Now Senate Democrats are pressing McConnell to match actions to his words by calling up a long-stalled bill to reestablish protections for voting rights that were eviscerated by a 2013 Supreme Court decision. Referring to McConnell, Sen. Kamala Harris said: "If he wants to make clear his honor for the life, the legacy, the sacrifice, the heroism of John Lewis, put that on the floor for a vote, and let’s name it the John Lewis Voting Rights Act of 2020.”
This isn’t just partisan point-scoring. Securing the right to vote for African Americans and other victims of discrimination was the cause of Lewis’ life, the cause for which he was marching in Selma, Ala., in 1965 when he was brutally attacked by police.

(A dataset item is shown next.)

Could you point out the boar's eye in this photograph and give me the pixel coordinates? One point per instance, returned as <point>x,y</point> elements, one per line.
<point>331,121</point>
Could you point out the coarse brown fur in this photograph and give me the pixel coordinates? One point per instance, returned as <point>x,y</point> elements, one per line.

But it’s also vital to American democracy.
The landmark Voting Rights Act of 1965 required, among other things, that states with a history of discrimination “pre-clear” changes in election procedures with the U.S. attorney general or a federal court in Washington, D.C. But seven years ago, in Shelby County vs. Holder, the conservative majority of the Supreme Court struck down a formula that determined which jurisdictions were subject to pre-clearance. It was a disastrous ruling that made it easier for states to take steps, such as requiring photo IDs and eliminating polling places, that made it harder to vote.
In his majority opinion, Chief Justice John G. Roberts Jr. noted that “things have changed dramatically” in the South and other jurisdictions covered by pre-clearance. Yet, he said, the Voting Rights Act continued to rely on “decades-old data and eradicated practices” in determining which jurisdictions would be subject to pre-clearance.
The court was wrong and reckless in second-guessing the judgment of Congress, which is entrusted by the Constitution with enforcing the 15th Amendment prohibiting racial discrimination in voting. Still, Roberts made it clear that Congress could restore the pre-clearance mandate by establishing a new formula based on more recent data.
That is what would be accomplished at long last by the Voting Rights Advancement Act, which would require pre-clearance in states with numerous voting rights violations over the last 25 years. (Attempts by any jurisdiction to require more proof of identity from would-be voters than the federal government requires could also face a pre-clearance requirement.) The bill was passed by the House in December, but a similar proposal has languished in the Senate. If McConnell and his Republican colleagues want to honor Lewis, and cement his legacy, they will stop their stalling.